I like that the Vantec fan has a higher CFM, and if I can control the RPM with SpeedFan then noise won't be that much of a problem. But I like the low noise level of the Antec fan. I'm planning on putting a dedicated GFX card in my machine in the future. But I don't think I'll be getting a new case. I have an OEM case at the moment and aside from the 80mm PSU fan, the 92mm case fan will be the only other fan working exhaust. No intake fans. So I'm thinking I'll be needing the extra CFM of the Vantec. Unless the GFX card doesn't heat the case up that much and the lower CFM Antec will do just fine? I need help. :4-dontkno


----------



## magnethead (Mar 18, 2006)

*Re: Fan Connector Question/Recommended CFM*

my thoughts are that, since you dont have an intake fan, higher CFM is not always better.

No, the vantec is not speed controllable. The 3 pin only has the RPM report wire so speedfan will report RPM but thats all. the fan will still recieve voltage from the molex connector. 

Honestly, I wouldn't pick etier fan. I'd pick up the tri-cool fans if I were you. They are powerable by either 3 pin for molex so you can control the speed from speedfan, but the fan also has a 3 speed switch on it so you can balance out the cfm and volume for your case then fine tune it in speed fan. 

I think if you go too high on CFM in your case you may start to develop a vacuum, which is not good for cooling.


----------



## Upgrayedddd (Jun 8, 2008)

*Re: Fan Connector Question/Recommended CFM*

Thanks for the reply. The Vantec fan is supposed to adjust to air temp on its own then, but a review at Newegg said that it was spinning at 3000 RPM even when SpeedFan reported 31C air temp. I went to the manufacturer site, pulled a .pdf and indeed it is supposed to only go to 3000 RPM if air temp is near 50C. Since it can't be controlled manually with SpeedFan either, I guess its out of the question. 

I considered the Tri-Cool fan and the Smart Cool fans from Antec, too. I just thought the Pro series was the best of the bunch. I pulled a .pdf from Antec and the Pro series fan appears to be able to be plugged in either with 3-pin or 4-pin. It's a full 3-pin connector, and doesn't have just one wire to report RPM speed.

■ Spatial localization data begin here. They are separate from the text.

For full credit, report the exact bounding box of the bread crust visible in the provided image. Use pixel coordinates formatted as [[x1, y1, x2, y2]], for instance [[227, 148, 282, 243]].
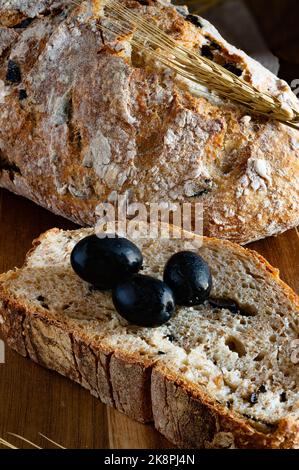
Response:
[[1, 290, 298, 448], [152, 367, 299, 449], [0, 1, 298, 245], [0, 227, 298, 449]]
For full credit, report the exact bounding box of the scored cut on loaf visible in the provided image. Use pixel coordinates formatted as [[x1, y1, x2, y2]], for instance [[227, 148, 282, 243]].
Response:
[[0, 225, 298, 449], [0, 0, 299, 245]]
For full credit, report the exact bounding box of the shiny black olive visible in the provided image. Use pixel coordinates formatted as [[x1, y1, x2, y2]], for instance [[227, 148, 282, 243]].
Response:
[[112, 274, 175, 327], [163, 251, 212, 306], [71, 235, 143, 289]]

My case has vents on the side panel, is creating a vacuum still a risk?


----------



## magnethead (Mar 18, 2006)

*Re: Fan Connector Question/Recommended CFM*

That helps your situation. The preferable situation is front fan to draw air in and over the hard disk, a side fan to blow in over the CPU and gfx card, and a rear (and top if avaliable) exhaust to expel the now heated air.

I've always liked the tricools. come standard in the antec 900. But if you can control through speedfan, the fan mounted switch isn't as important as airflow. remember as you slow the fan down, it moves less air and makes less noise. 

Some fans report in sone now instead of db. I still don't 100% understand sone. But for decibel i do know the formula- 2 items of same levelk create a 3db echo. So 2 fans runnign at 33 decibels will register as 36db on a sound level meter.


----------